Let’s go back to the deal a desperate Howard government struck with the Bush administration (said to have been negotiated directly with Dick Cheney) in 2007 to remove the internment without trial of Hicks as a political problem. Hicks was banned from speaking to the media for 12 months and from suing the US government for his treatment, and required to withdraw his claims that he’d been abused during his incarceration. On Hicks’ return to Australia, then-Attorney-General Phillip Ruddock told Laurie Oakes “you can’t profit under Australian law from talking about criminal acts in which you have been engaged and we would seek to ensure that he would not be able to profit from any story that he sought to tell.”
Hicks has recounted that he was subjected to beatings before arriving at Guantanamo Bay and then subjected to an extended program of psychological torture while in captivity there, before agreeing to a deal to be returned to Australia. He has said he made the plea deal under duress and feared that he would never leave Guantanamo unless he accepted it.

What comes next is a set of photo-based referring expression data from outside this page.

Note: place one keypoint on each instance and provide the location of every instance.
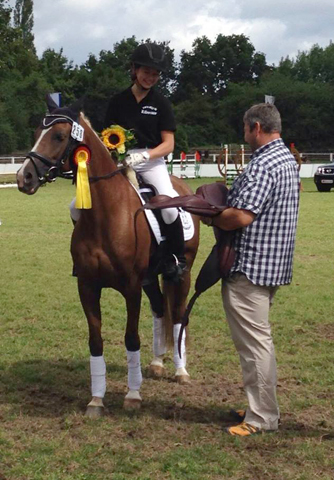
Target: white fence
(190, 168)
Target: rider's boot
(176, 263)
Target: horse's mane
(86, 120)
(129, 171)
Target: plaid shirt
(268, 187)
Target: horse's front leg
(156, 368)
(132, 343)
(90, 299)
(178, 310)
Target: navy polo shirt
(147, 118)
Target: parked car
(324, 177)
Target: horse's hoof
(132, 404)
(182, 379)
(156, 371)
(94, 412)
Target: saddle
(208, 201)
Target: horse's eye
(59, 137)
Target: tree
(209, 67)
(24, 21)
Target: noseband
(55, 170)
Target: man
(263, 208)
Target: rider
(149, 114)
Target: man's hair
(267, 115)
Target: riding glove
(136, 158)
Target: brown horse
(110, 248)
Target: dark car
(324, 177)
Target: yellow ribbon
(83, 198)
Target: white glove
(136, 158)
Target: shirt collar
(266, 147)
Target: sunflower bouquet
(118, 140)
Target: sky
(277, 29)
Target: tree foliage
(210, 87)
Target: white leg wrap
(98, 376)
(158, 361)
(179, 362)
(159, 336)
(134, 370)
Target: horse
(111, 247)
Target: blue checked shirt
(268, 187)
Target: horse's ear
(51, 103)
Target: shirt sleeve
(252, 189)
(166, 117)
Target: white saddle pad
(187, 221)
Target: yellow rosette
(83, 197)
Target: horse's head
(55, 140)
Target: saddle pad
(187, 221)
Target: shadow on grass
(51, 388)
(60, 387)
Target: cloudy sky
(277, 29)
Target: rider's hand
(136, 158)
(207, 221)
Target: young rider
(149, 114)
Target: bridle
(55, 169)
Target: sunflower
(114, 138)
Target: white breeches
(155, 173)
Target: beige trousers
(247, 311)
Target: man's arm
(231, 219)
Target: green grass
(44, 368)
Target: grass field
(44, 365)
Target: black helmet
(150, 55)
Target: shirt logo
(148, 110)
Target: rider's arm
(165, 147)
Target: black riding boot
(176, 262)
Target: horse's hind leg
(178, 309)
(132, 342)
(156, 368)
(90, 299)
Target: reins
(55, 170)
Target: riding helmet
(150, 55)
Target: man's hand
(136, 158)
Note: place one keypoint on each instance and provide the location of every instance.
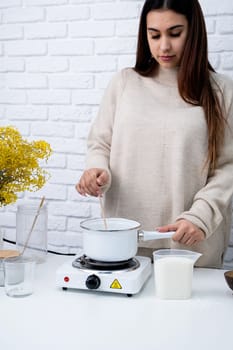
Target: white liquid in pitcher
(173, 277)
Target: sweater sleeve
(100, 135)
(212, 201)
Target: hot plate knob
(93, 282)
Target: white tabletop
(53, 318)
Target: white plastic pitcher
(173, 271)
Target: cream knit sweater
(154, 146)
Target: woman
(161, 147)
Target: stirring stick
(33, 224)
(103, 213)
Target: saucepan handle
(151, 235)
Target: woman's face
(167, 32)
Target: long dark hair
(194, 80)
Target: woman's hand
(91, 181)
(186, 232)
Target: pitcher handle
(151, 235)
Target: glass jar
(34, 239)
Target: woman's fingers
(91, 181)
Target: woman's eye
(174, 35)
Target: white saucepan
(118, 241)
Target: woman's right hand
(91, 182)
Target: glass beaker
(173, 271)
(37, 243)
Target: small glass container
(19, 276)
(36, 245)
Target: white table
(55, 319)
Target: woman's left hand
(185, 232)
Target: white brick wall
(56, 57)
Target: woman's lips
(166, 58)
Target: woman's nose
(165, 44)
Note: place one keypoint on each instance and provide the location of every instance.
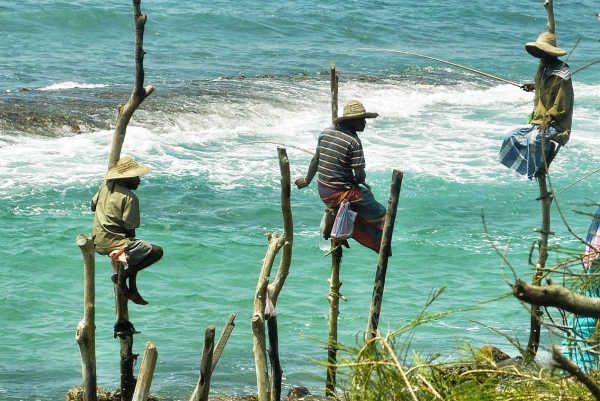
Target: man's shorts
(137, 250)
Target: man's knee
(157, 252)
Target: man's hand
(301, 183)
(545, 124)
(528, 87)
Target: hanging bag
(343, 226)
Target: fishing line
(435, 59)
(286, 145)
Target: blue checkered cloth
(521, 149)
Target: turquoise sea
(234, 80)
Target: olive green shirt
(116, 218)
(554, 96)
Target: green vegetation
(385, 369)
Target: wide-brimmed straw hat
(354, 109)
(126, 167)
(546, 43)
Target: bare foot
(137, 298)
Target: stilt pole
(384, 253)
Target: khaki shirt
(554, 96)
(116, 218)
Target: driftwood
(384, 252)
(565, 364)
(334, 311)
(216, 354)
(206, 363)
(144, 382)
(139, 91)
(557, 296)
(124, 330)
(276, 371)
(269, 293)
(123, 327)
(549, 5)
(86, 329)
(336, 260)
(535, 325)
(333, 80)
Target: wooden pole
(139, 92)
(124, 330)
(384, 252)
(266, 291)
(144, 382)
(549, 5)
(546, 198)
(223, 340)
(206, 364)
(86, 329)
(276, 371)
(334, 311)
(258, 318)
(535, 326)
(333, 80)
(216, 354)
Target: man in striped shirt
(340, 164)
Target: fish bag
(343, 226)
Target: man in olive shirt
(530, 150)
(117, 215)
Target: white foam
(71, 85)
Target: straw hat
(126, 168)
(546, 43)
(354, 109)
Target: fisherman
(529, 150)
(581, 344)
(340, 164)
(117, 215)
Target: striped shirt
(340, 152)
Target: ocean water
(235, 80)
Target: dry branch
(384, 252)
(557, 296)
(548, 4)
(86, 329)
(139, 92)
(144, 382)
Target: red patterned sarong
(368, 226)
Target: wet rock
(76, 394)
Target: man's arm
(360, 176)
(310, 174)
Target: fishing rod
(439, 60)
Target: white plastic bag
(343, 226)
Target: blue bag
(343, 226)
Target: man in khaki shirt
(117, 215)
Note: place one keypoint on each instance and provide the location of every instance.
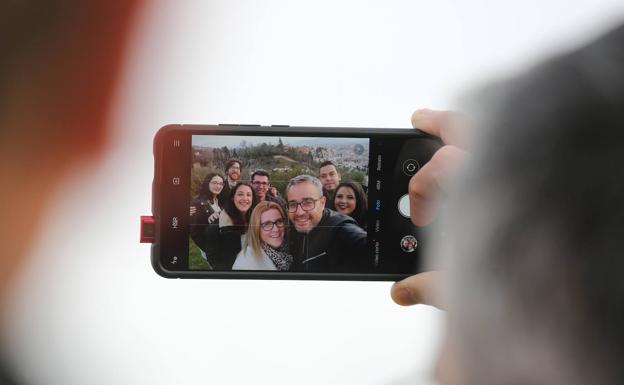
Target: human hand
(424, 189)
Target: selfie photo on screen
(279, 204)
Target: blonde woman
(264, 247)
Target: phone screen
(299, 203)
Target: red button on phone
(148, 229)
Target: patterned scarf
(281, 258)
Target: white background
(89, 309)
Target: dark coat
(223, 242)
(336, 244)
(198, 228)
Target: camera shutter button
(410, 167)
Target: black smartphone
(281, 202)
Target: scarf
(281, 258)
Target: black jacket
(336, 244)
(199, 222)
(223, 242)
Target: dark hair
(533, 234)
(204, 190)
(230, 162)
(328, 163)
(361, 205)
(260, 172)
(232, 211)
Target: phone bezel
(258, 130)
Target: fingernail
(404, 295)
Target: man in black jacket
(321, 239)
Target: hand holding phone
(423, 190)
(292, 202)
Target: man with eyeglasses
(261, 183)
(233, 170)
(322, 240)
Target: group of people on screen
(319, 225)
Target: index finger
(446, 125)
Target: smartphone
(247, 201)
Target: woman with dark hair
(227, 242)
(203, 207)
(350, 200)
(264, 247)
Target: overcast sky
(235, 141)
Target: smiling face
(275, 236)
(233, 172)
(216, 185)
(305, 221)
(260, 184)
(345, 200)
(329, 176)
(243, 198)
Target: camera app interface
(295, 204)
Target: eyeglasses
(307, 204)
(268, 226)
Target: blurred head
(329, 176)
(351, 200)
(305, 202)
(233, 169)
(260, 180)
(212, 186)
(267, 226)
(59, 69)
(533, 246)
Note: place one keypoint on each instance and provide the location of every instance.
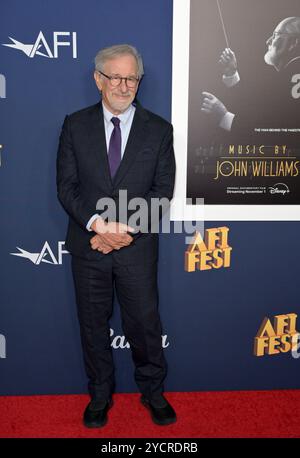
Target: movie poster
(243, 134)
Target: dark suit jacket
(147, 170)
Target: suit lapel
(135, 140)
(98, 143)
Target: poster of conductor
(243, 115)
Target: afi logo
(2, 346)
(46, 255)
(42, 48)
(2, 87)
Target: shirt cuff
(231, 81)
(227, 120)
(90, 222)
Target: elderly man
(111, 146)
(283, 54)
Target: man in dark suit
(111, 146)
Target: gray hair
(112, 52)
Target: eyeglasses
(130, 81)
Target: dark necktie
(114, 150)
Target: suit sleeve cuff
(90, 222)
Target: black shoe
(162, 412)
(95, 414)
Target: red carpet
(201, 414)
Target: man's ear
(294, 44)
(98, 80)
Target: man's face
(278, 45)
(117, 99)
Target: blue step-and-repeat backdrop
(227, 325)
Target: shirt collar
(124, 117)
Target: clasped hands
(110, 236)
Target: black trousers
(137, 293)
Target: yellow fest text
(277, 338)
(211, 253)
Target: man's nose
(269, 40)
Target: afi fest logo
(2, 346)
(278, 338)
(41, 47)
(212, 252)
(2, 87)
(46, 255)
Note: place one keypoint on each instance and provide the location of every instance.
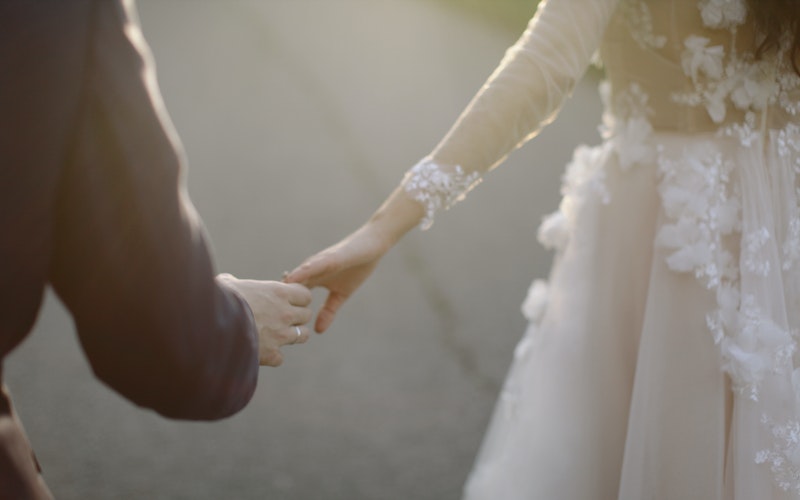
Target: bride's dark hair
(775, 20)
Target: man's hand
(280, 310)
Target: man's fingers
(298, 295)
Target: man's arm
(130, 258)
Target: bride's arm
(523, 94)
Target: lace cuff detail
(438, 186)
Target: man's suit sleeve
(131, 260)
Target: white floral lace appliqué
(437, 186)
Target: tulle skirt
(659, 361)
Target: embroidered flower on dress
(700, 58)
(723, 13)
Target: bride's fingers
(328, 312)
(312, 270)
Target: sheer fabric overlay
(661, 359)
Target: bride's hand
(341, 269)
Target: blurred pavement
(298, 117)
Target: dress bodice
(696, 63)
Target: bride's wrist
(399, 214)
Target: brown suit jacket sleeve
(101, 211)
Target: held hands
(341, 269)
(280, 311)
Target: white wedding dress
(661, 359)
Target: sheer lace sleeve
(522, 95)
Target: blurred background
(298, 117)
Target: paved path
(298, 117)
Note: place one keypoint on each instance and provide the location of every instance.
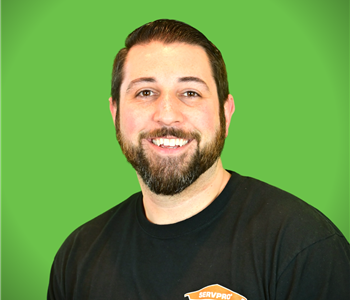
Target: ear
(113, 108)
(229, 108)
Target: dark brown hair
(167, 32)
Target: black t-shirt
(253, 242)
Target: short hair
(167, 32)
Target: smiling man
(196, 230)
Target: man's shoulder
(282, 217)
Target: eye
(145, 93)
(191, 94)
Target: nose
(168, 110)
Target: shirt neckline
(204, 217)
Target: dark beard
(171, 175)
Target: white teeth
(169, 142)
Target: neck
(160, 209)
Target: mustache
(171, 131)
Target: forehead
(166, 62)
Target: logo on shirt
(214, 291)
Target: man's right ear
(113, 108)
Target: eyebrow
(153, 80)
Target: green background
(287, 64)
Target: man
(196, 231)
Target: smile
(169, 143)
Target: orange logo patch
(215, 292)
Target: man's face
(168, 122)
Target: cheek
(206, 119)
(132, 122)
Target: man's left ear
(113, 108)
(229, 108)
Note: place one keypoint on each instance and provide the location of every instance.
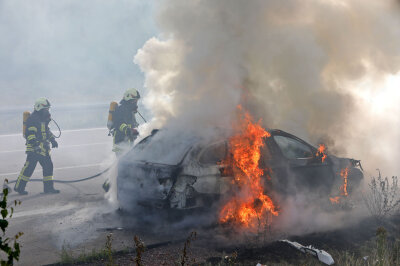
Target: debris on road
(322, 255)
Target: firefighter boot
(20, 187)
(49, 187)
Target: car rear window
(293, 149)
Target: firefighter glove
(54, 143)
(37, 149)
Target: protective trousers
(31, 161)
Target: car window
(162, 148)
(213, 153)
(293, 149)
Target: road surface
(75, 217)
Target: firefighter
(124, 121)
(38, 139)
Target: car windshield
(162, 148)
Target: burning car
(168, 172)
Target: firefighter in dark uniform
(38, 139)
(124, 122)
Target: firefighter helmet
(131, 94)
(41, 103)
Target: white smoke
(302, 66)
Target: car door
(208, 170)
(295, 164)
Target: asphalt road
(76, 217)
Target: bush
(9, 246)
(383, 197)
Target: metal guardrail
(67, 116)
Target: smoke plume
(323, 70)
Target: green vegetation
(8, 246)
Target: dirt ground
(206, 250)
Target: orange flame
(250, 204)
(321, 152)
(343, 188)
(344, 174)
(334, 200)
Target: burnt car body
(187, 174)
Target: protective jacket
(38, 139)
(38, 134)
(124, 123)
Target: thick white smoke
(313, 68)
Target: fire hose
(59, 130)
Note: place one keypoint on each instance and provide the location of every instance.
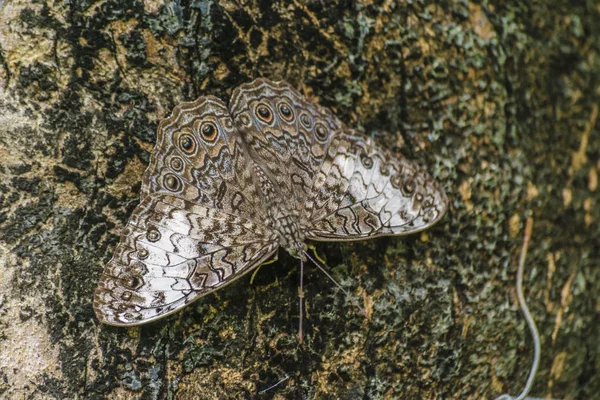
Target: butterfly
(228, 185)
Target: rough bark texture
(499, 99)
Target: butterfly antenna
(301, 300)
(346, 292)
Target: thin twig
(346, 292)
(537, 348)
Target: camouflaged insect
(228, 185)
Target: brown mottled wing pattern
(285, 133)
(199, 225)
(227, 186)
(199, 157)
(363, 191)
(172, 252)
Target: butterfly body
(228, 185)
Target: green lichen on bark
(499, 99)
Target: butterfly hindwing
(363, 191)
(172, 252)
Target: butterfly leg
(301, 301)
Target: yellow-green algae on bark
(498, 99)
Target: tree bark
(499, 99)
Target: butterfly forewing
(226, 186)
(285, 132)
(199, 157)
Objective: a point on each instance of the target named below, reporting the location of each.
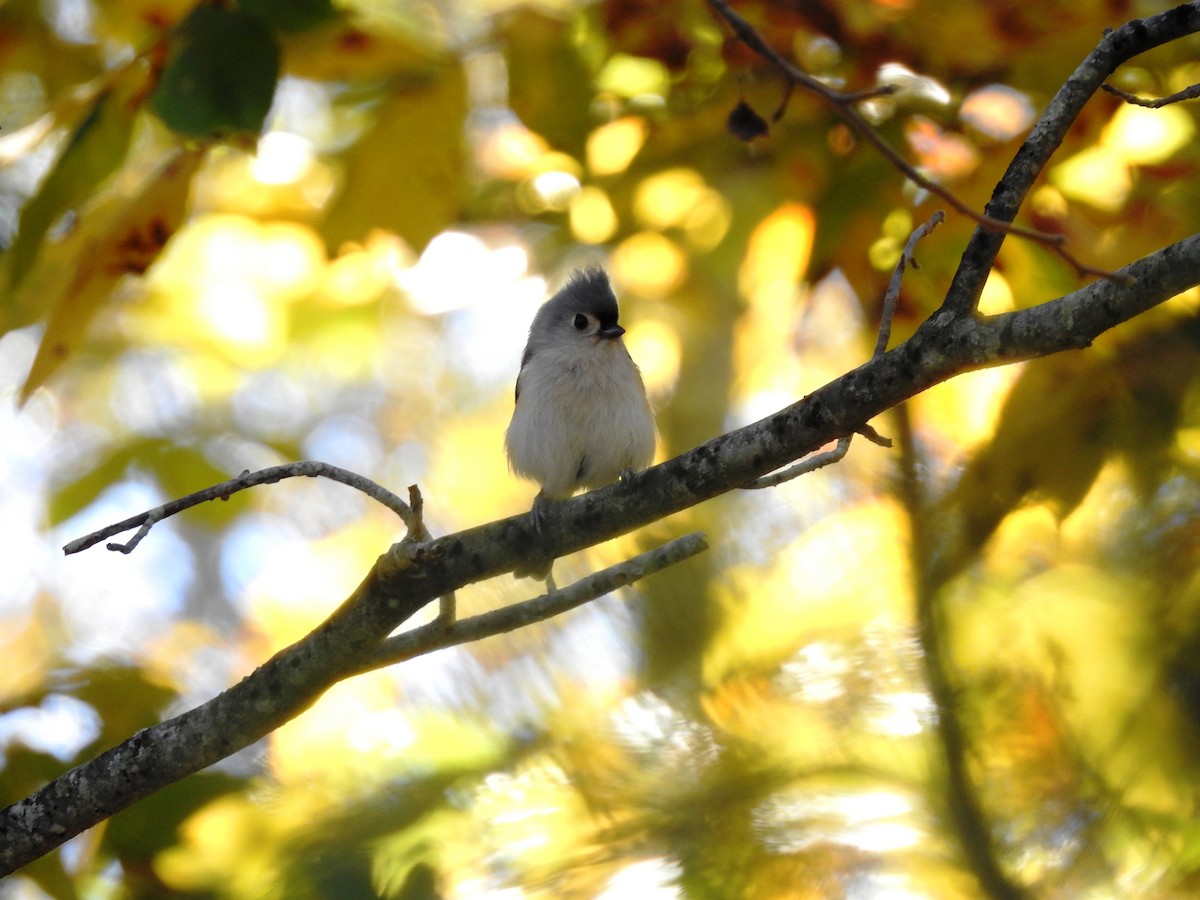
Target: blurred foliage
(241, 233)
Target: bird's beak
(611, 333)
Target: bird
(581, 417)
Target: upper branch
(1114, 49)
(409, 576)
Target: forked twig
(845, 105)
(307, 468)
(887, 313)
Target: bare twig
(437, 635)
(418, 532)
(307, 468)
(845, 106)
(1153, 102)
(809, 463)
(892, 295)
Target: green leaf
(220, 76)
(291, 16)
(93, 153)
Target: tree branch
(306, 468)
(412, 575)
(437, 636)
(1114, 49)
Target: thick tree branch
(412, 575)
(1116, 48)
(437, 635)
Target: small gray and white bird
(581, 418)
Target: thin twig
(845, 106)
(892, 295)
(1153, 102)
(307, 468)
(437, 635)
(887, 315)
(809, 463)
(418, 532)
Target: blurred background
(247, 233)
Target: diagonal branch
(1114, 49)
(412, 575)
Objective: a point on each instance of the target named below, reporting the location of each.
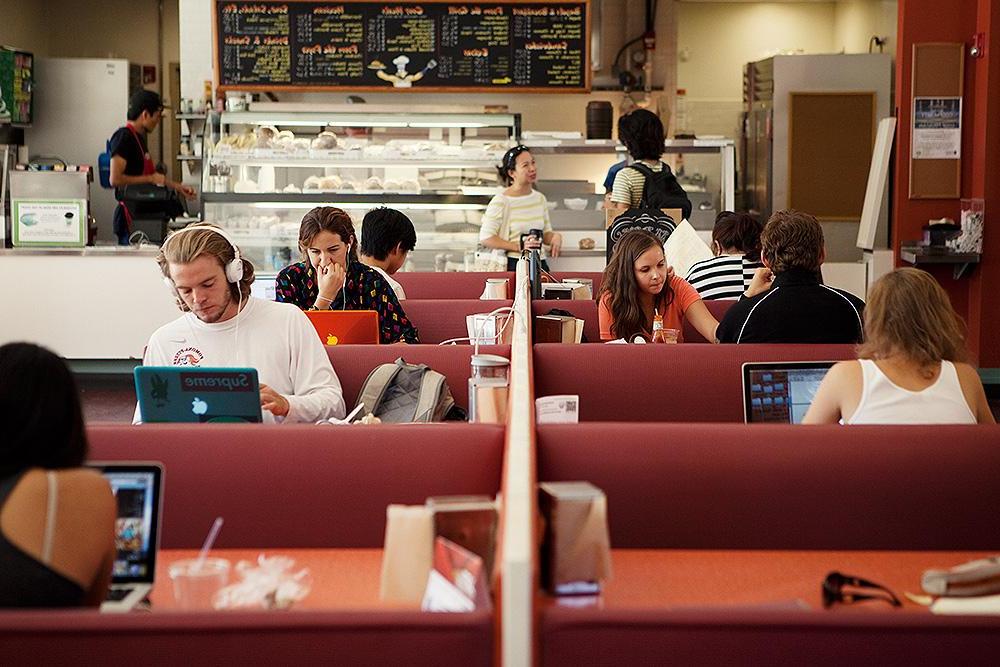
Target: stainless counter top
(89, 251)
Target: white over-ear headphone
(233, 268)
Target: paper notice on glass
(937, 128)
(564, 409)
(57, 222)
(684, 248)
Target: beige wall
(714, 40)
(23, 24)
(107, 29)
(855, 22)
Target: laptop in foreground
(192, 394)
(345, 327)
(138, 497)
(780, 392)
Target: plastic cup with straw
(197, 580)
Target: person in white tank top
(909, 369)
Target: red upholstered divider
(251, 638)
(687, 382)
(748, 636)
(451, 285)
(301, 485)
(761, 486)
(353, 363)
(438, 320)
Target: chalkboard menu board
(420, 46)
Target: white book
(684, 248)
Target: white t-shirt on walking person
(275, 338)
(526, 212)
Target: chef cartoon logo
(188, 356)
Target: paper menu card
(684, 249)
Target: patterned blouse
(365, 289)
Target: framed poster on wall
(49, 223)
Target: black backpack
(659, 191)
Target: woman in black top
(56, 518)
(331, 277)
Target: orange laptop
(344, 327)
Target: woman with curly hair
(910, 369)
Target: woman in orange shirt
(637, 283)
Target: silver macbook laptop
(780, 392)
(138, 496)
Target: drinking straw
(209, 541)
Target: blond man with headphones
(223, 326)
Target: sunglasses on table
(835, 582)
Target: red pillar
(977, 294)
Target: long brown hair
(327, 219)
(628, 316)
(909, 314)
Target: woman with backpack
(642, 133)
(638, 291)
(517, 219)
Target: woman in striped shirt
(513, 214)
(736, 244)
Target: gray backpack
(400, 393)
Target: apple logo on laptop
(198, 406)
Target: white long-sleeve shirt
(275, 338)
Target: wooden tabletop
(343, 579)
(680, 578)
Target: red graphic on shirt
(188, 356)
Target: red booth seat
(301, 485)
(762, 486)
(353, 363)
(450, 285)
(275, 638)
(688, 382)
(760, 637)
(438, 320)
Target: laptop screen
(345, 327)
(137, 497)
(196, 394)
(780, 393)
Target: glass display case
(265, 168)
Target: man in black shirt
(787, 301)
(131, 164)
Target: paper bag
(576, 551)
(408, 553)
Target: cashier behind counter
(132, 170)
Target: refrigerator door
(79, 103)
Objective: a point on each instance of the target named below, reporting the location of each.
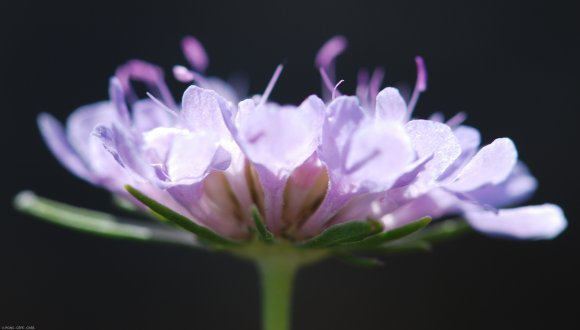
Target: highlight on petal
(529, 222)
(491, 165)
(280, 138)
(432, 139)
(378, 155)
(302, 168)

Hicks’s legal team wanted to use the prosecution to present evidence of the treatment Hicks experienced while at Guantanamo, including evidence from former guard Brandon Neely, who has recounted routine physical abuse of inmates and his own shame at their treatment.
The Commonwealth action against Hicks relied on his plea deal and the admissions made by Hicks as part of the deal. “The evidence available to my office was sufficient to commence those proceedings on the basis that Mr Hicks stood to benefit financially from the commercial exploitation of his notoriety resulting from the commission of a foreign indictable offence,” the CDPP Christopher Craigie SC said in his statement. “The evidence included Mr Hicks’ plea of guilty before the United States Military Commission and admissions made by him before that Commission.”
However, Craigie said, Hicks had challenged the admissibility of commission evidence ”based upon the conditions and circumstances in which he made the relevant admissions. The challenge also relied upon the fact that Mr Hicks entered what is known in the United States as an “Alford plea”. This is a type of plea not recognised in Australia, whereby a defendant is able to acknowledge that the available evidence is sufficient to prove the case beyond reasonable doubt, without admitting commission of the offences charged.”
Hicks and his lawyers had also ”served evidential material not previously available to the CDPP and AFP.” By declining to proceed and implicitly acknowledging the problematic nature of Hicks’ plea agreement, the CDPP has in effect delivered a telling blow against the Howard government’s deal with the Bush administration and confirmed Hicks’ claim that he made the agreement under duress.
“I’m pleased that they have finally looked closely at the evidence we filed in this case, and seem to have concluded for themselves that it showed that my so-called conviction at Guantanamo was unfair and was obtained through duress,” Hicks said in a media statement today.
The decision is similar to the government’s decision early last year to settle with Mamdouh Habib, who had sued the government for complicity in his torture in Egypt, Guantanamo Bay and elsewhere. Habib has never been charged with any terrorism-related offence (News Ltd was forced to apologise on the weekend for saying so). The prime minister at the time declared that settling was “in the interests of taxpayers”. Exactly which taxpayers, and what their position was under the Howard government, remains unclear.
Like Habib’s claims of torture, Hicks’ will now not be evaluated in independent, formal proceedings that might shed light on his treatment and the role of the Australian and US governments in it.
Hicks and his lawyers were told yesterday of the decision not to proceed, and the matter was finalised with costs in Hicks’ favour this morning.